Friday, June 13, 2008

Primer: Beck Part 1- Stereopathetic Soulmanure

Everyone has that one album or artist that really got them into music. Certainly even as kids we liked music, but it was an indiscriminate and child-ish form of liking something. But then--sometime in our adolescence--there's an experience we have where we realize there's more to this whole "music" thing than just thinking a song or music video is neat. For me, it was Beck, and the song was 'Tropicalia' from a TV commercial around the time of the release of Mutations. I had liked music before, sure; I even had bought a few CDs. But I had never heard anything like 'Tropicalia' before, and when I got the CD I figured out it was the guy who did that funny 'Loser' song years earlier, and so on. But my appreciation for Beck went much deeper than a simple "hey, I like this song, I should get the CD so I can listen to it." No, Beck was the first person I saw as an artist and not just a 'musician', and who's every album I had to have.
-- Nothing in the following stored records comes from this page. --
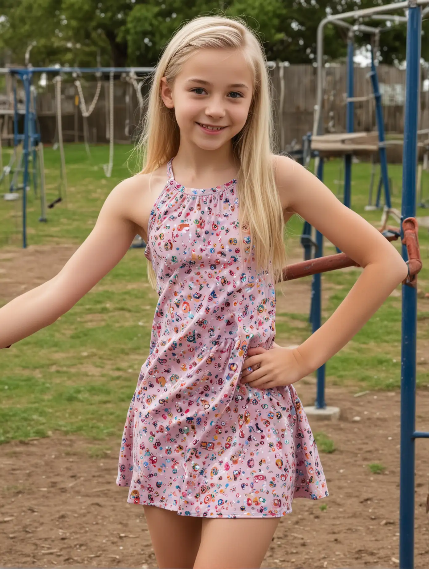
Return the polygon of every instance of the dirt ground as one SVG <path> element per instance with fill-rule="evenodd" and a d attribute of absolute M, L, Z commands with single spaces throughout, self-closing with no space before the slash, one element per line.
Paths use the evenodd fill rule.
<path fill-rule="evenodd" d="M 0 263 L 2 297 L 51 278 L 75 249 L 2 249 L 0 261 L 9 262 Z M 294 283 L 288 300 L 308 303 L 308 292 L 305 283 Z M 296 385 L 304 407 L 314 402 L 314 383 L 305 379 Z M 335 445 L 334 452 L 321 453 L 330 496 L 293 502 L 263 567 L 399 567 L 399 393 L 356 397 L 359 391 L 327 387 L 326 401 L 340 408 L 340 419 L 310 424 Z M 420 390 L 419 430 L 429 430 L 428 417 L 429 391 Z M 115 484 L 121 435 L 122 430 L 100 443 L 96 457 L 93 442 L 55 432 L 0 446 L 1 566 L 156 567 L 143 508 L 128 504 L 128 489 Z M 429 566 L 428 444 L 416 444 L 416 569 Z M 386 468 L 383 473 L 370 472 L 374 463 Z"/>

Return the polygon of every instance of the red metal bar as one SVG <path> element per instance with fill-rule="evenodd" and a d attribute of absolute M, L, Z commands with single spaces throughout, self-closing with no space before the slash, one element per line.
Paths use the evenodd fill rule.
<path fill-rule="evenodd" d="M 406 246 L 408 252 L 408 275 L 404 281 L 404 284 L 411 286 L 416 286 L 416 275 L 422 269 L 422 259 L 420 257 L 419 240 L 418 237 L 418 225 L 415 217 L 407 217 L 402 222 L 404 238 L 402 243 Z M 399 236 L 399 230 L 396 228 L 388 227 L 386 230 L 388 234 L 385 235 L 389 241 L 397 241 Z M 310 259 L 301 263 L 295 263 L 286 267 L 283 270 L 283 280 L 293 281 L 309 275 L 318 273 L 326 273 L 346 267 L 359 267 L 360 265 L 345 253 L 337 255 L 328 255 L 318 259 Z"/>

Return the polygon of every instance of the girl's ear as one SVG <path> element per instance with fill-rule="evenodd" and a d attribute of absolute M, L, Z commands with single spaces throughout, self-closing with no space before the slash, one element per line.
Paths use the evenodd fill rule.
<path fill-rule="evenodd" d="M 173 92 L 171 87 L 167 84 L 167 79 L 163 77 L 161 80 L 161 96 L 164 105 L 167 109 L 174 108 L 174 101 L 173 100 Z"/>

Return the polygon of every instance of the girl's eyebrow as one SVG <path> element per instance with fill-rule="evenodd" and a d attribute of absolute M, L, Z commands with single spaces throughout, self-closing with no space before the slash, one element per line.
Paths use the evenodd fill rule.
<path fill-rule="evenodd" d="M 205 81 L 203 79 L 187 79 L 185 83 L 198 83 L 199 85 L 206 85 L 207 86 L 211 85 L 211 83 L 209 83 L 208 81 Z M 228 89 L 248 89 L 249 88 L 244 83 L 232 83 L 231 85 L 228 85 Z"/>

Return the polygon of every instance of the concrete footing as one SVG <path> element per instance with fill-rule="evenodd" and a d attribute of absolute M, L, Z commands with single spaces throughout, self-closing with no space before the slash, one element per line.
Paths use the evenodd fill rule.
<path fill-rule="evenodd" d="M 330 407 L 327 405 L 324 409 L 318 409 L 313 405 L 312 407 L 305 407 L 304 410 L 309 419 L 337 421 L 340 419 L 339 407 Z"/>

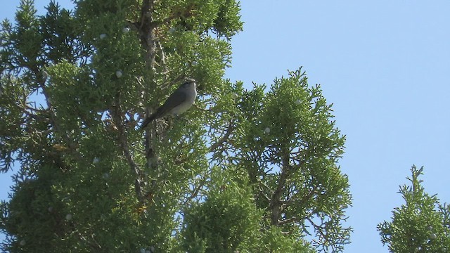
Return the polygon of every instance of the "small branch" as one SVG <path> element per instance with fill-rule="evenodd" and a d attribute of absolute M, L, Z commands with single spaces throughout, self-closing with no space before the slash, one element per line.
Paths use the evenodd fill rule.
<path fill-rule="evenodd" d="M 234 129 L 234 126 L 233 125 L 233 119 L 231 119 L 228 127 L 226 128 L 226 131 L 225 131 L 225 134 L 217 141 L 215 143 L 212 144 L 211 147 L 210 147 L 210 152 L 213 152 L 216 148 L 219 148 L 219 146 L 224 144 L 228 139 L 230 138 L 230 135 L 231 135 L 231 132 Z"/>
<path fill-rule="evenodd" d="M 141 188 L 141 179 L 142 179 L 143 173 L 139 169 L 138 164 L 134 162 L 133 155 L 131 155 L 131 153 L 129 151 L 128 138 L 127 136 L 127 132 L 125 131 L 125 127 L 123 123 L 123 113 L 120 110 L 120 98 L 119 96 L 117 96 L 116 98 L 115 108 L 111 111 L 112 120 L 114 120 L 117 129 L 117 139 L 120 143 L 122 152 L 125 156 L 131 171 L 134 172 L 136 176 L 136 181 L 134 182 L 134 190 L 136 191 L 136 196 L 140 202 L 143 202 L 142 189 Z"/>
<path fill-rule="evenodd" d="M 289 219 L 283 219 L 282 221 L 278 221 L 278 226 L 283 226 L 284 224 L 288 224 L 292 222 L 297 222 L 297 218 L 295 217 L 291 217 Z"/>

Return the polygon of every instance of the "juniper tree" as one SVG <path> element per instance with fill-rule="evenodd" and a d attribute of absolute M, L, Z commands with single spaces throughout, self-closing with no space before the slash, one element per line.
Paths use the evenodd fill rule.
<path fill-rule="evenodd" d="M 231 0 L 22 0 L 0 35 L 3 249 L 340 251 L 345 136 L 300 70 L 224 79 Z M 194 106 L 139 129 L 186 77 Z M 307 235 L 309 235 L 307 238 Z"/>
<path fill-rule="evenodd" d="M 392 221 L 377 226 L 383 245 L 390 252 L 448 252 L 450 250 L 450 207 L 437 195 L 425 191 L 423 167 L 411 169 L 410 186 L 400 186 L 405 204 L 392 211 Z"/>

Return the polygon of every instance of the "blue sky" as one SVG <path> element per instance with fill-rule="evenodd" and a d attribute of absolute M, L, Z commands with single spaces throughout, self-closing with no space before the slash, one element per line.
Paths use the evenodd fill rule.
<path fill-rule="evenodd" d="M 69 1 L 59 1 L 70 6 Z M 19 1 L 2 4 L 12 18 Z M 39 10 L 48 3 L 36 1 Z M 397 193 L 413 164 L 423 186 L 450 202 L 450 1 L 243 1 L 244 31 L 232 40 L 226 77 L 271 84 L 303 66 L 321 84 L 347 135 L 354 228 L 345 252 L 387 252 L 376 224 L 403 204 Z M 11 179 L 0 175 L 0 197 Z"/>

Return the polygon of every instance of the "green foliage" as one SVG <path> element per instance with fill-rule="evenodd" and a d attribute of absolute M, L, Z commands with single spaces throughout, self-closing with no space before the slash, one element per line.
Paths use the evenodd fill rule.
<path fill-rule="evenodd" d="M 400 187 L 406 202 L 392 211 L 392 221 L 377 226 L 381 242 L 391 252 L 447 252 L 450 249 L 450 209 L 422 186 L 423 167 L 411 167 L 411 186 Z"/>
<path fill-rule="evenodd" d="M 239 105 L 236 162 L 248 171 L 257 205 L 272 225 L 283 224 L 290 233 L 314 233 L 314 246 L 342 250 L 351 232 L 342 226 L 351 195 L 336 165 L 345 136 L 330 119 L 331 105 L 301 69 L 276 79 L 267 93 L 264 88 L 247 92 Z"/>
<path fill-rule="evenodd" d="M 2 249 L 342 251 L 345 136 L 301 70 L 268 92 L 223 79 L 238 2 L 74 4 L 2 22 Z M 139 130 L 185 77 L 195 105 Z"/>
<path fill-rule="evenodd" d="M 210 193 L 204 202 L 186 210 L 184 249 L 204 247 L 205 252 L 247 252 L 257 241 L 261 214 L 250 188 L 233 180 L 231 171 L 213 169 Z"/>

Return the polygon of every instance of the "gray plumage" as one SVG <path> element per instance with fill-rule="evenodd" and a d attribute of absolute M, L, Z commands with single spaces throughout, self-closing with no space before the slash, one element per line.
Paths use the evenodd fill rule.
<path fill-rule="evenodd" d="M 178 115 L 187 111 L 193 104 L 196 97 L 195 80 L 186 79 L 184 83 L 167 98 L 164 104 L 156 110 L 155 113 L 143 121 L 141 128 L 147 126 L 148 123 L 167 115 Z"/>

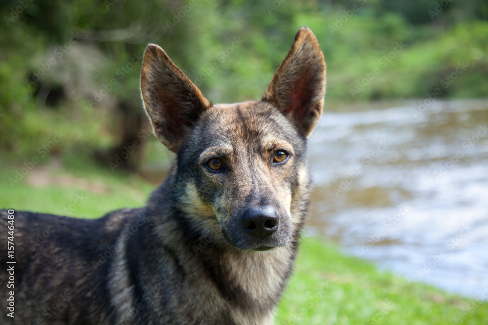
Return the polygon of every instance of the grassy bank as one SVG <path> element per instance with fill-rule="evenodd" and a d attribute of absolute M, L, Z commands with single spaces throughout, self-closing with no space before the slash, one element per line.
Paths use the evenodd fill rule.
<path fill-rule="evenodd" d="M 137 175 L 78 159 L 36 165 L 25 175 L 24 167 L 0 162 L 0 208 L 96 217 L 143 205 L 155 187 Z M 12 185 L 17 171 L 23 177 Z M 301 246 L 276 324 L 488 323 L 487 303 L 378 272 L 316 238 L 305 238 Z"/>

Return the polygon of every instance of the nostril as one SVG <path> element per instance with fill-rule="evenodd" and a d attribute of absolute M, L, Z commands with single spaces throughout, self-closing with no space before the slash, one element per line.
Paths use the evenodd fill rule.
<path fill-rule="evenodd" d="M 273 230 L 277 224 L 276 219 L 268 219 L 264 222 L 264 228 L 267 230 Z"/>
<path fill-rule="evenodd" d="M 279 217 L 272 207 L 251 207 L 241 217 L 242 229 L 251 237 L 264 239 L 278 228 Z"/>
<path fill-rule="evenodd" d="M 247 220 L 247 222 L 244 223 L 244 226 L 246 229 L 250 231 L 256 229 L 256 224 L 252 220 Z"/>

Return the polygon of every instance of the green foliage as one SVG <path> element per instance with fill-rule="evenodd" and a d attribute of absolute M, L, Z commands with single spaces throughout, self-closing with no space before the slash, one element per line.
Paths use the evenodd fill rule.
<path fill-rule="evenodd" d="M 304 25 L 325 57 L 326 103 L 425 97 L 437 88 L 445 98 L 488 96 L 481 0 L 26 3 L 0 34 L 0 151 L 17 156 L 32 155 L 60 121 L 84 153 L 119 141 L 117 109 L 140 112 L 141 55 L 149 42 L 213 102 L 260 98 Z M 0 16 L 15 16 L 19 5 L 4 1 Z M 395 53 L 398 44 L 405 48 Z M 460 63 L 468 67 L 456 75 Z M 80 146 L 63 142 L 58 150 Z"/>
<path fill-rule="evenodd" d="M 9 178 L 23 167 L 0 162 L 0 209 L 96 218 L 142 206 L 155 187 L 138 176 L 112 173 L 72 156 L 56 168 L 36 167 L 13 188 Z M 43 185 L 35 180 L 40 174 L 47 180 Z M 305 238 L 275 324 L 474 325 L 488 322 L 487 310 L 487 302 L 378 272 L 369 263 L 344 256 L 334 245 Z"/>

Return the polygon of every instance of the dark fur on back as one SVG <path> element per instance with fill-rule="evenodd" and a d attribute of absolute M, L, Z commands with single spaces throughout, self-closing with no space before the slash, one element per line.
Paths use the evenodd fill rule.
<path fill-rule="evenodd" d="M 325 71 L 303 28 L 262 100 L 211 105 L 149 45 L 141 92 L 155 134 L 177 153 L 169 175 L 146 207 L 97 220 L 16 211 L 15 322 L 273 324 L 306 217 L 306 136 Z M 5 291 L 0 321 L 13 323 Z"/>

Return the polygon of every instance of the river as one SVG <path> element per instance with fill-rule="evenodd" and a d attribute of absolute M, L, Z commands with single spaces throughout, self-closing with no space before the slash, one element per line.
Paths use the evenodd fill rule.
<path fill-rule="evenodd" d="M 488 287 L 488 100 L 332 107 L 310 136 L 307 231 L 381 269 Z"/>

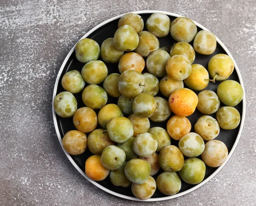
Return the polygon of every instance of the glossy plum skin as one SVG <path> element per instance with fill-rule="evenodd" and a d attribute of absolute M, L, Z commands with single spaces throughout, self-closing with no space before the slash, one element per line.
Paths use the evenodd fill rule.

So I got them all, and learned the lesson that sometimes even your favorite artists can, have, and will release something that you don't like. Even back when I first heard Stereopathetic Soulmanure, I knew it was crap. As a young man my critical faculties weren't as--ahem--advanced as they are now, so something was either 'awesome' or 'stupid.' Well, Stereopathetic was stupid, and remains so. It was only a year or so ago that I revisited this album, wondering if my juvenile self had gone through a violent reaction. After all, it's always hard when your hero lets you down and produces something less than perfect...maybe I was brash and cast it down for being less than pefect. After all, if there's one thing Americans are good at it's tearing down a hero as easily as we build them up. But....no, Stereopathetic is, more or less, as underwhelming as I remember.

Though only released a week or so before Mellow Gold, the music that makes up Stereopathetic Soulmanure largely predates that album, the breakout 'Loser' single, and the contemporaneous One Foot In The Grave album. Actually, I've always been a bit confused as to the chronology of just when all this stuff was recorded, though ultimately it doesn't matter because 99% of the population didn't know anything about Stereopathetic or One Foot and only hardcore fans are likely to care even today, when Beck is a pseudo-celebrity. But I digress. Anyone coming to this album is going to come to it after having heard any of his other albums, just as I did. In fact, I didn't even know this album existed until I saw it circa 1998 at the store and wondered if it was a bootleg or a secret new album.

I may as well come out and say that Stereopathetic Soulmanure is unequivocally Beck's worst album, and even for an artist known for wild stylistic jumps and genre bending conceits, it's horribly disjointed and amateurishly indulgent. While one can forgive this kind of thing in an odds-and-ends compilation from an artist who has established his or her greatness, Stereopathetic is, unfortunately, the opposite case: an odds-and-ends slab from an artist who had yet to prove himself. Among its 25 (or 26, depending on the pressing you get) tracks and over an hour runtime, you get decent folk ('Rowboat', 'Puttin It Down'), silly nonsense ('Ozzy', the weird alien voice spokenword pieces), silly-but-kind-of-good songs ('Cut 1/2 Blues', 'Satan Gave Me a Taco'), god awful noise and noise rock ('Pink Noise', the interludes between some songs, 'Rollins Power Sauce', the hidden bonus track), bluesy hobo busking field recordings ('Waitin' For A Train', 'No Money No Honey', 'Aphid Manure Heist'), and, err, an accordion instrumental ('Jagermeister Pie').

And that's the main crux of it: a long winded mess of an album that doesn't cohere enough to really be called an album but isn't a compilation, either. To be fair, there is something undeniably charming in listening to this album, knowing Beck like we do now. One must also keep in mind that, at the time, it wasn't played out to write a song about Ozzy Osbourne or to pose for the liner art in front of an ice cream truck playing a banjo and wearing a Star Wars Stormtrooper helmet. This kind of absurdism, irony, and self-aware-winking-to-the-audience was relatively fresh. However, the main interest that anyone is likely to have in the album is as time capsule from a time before Beck Hansen was Beck The Rock Star.

I have to admit that in re-revisiting the album, my feelings have swayed back and forth between summing it up as "my least favorite Beck album, but not a bad album necessarily" and "a bad album who's sins I can forgive because I love Beck." But aren't those the same thing?? In the end, once you giggle at a few of the songs and extract the few decent ones for mixtapes or whatever, there simply isn't anything here you'll want to come back to. If this was from any other artist I would think it was a big joke on the listener; if I had heard this before any of Beck's other albums, I would have no reason to believe he was worth any more of my time.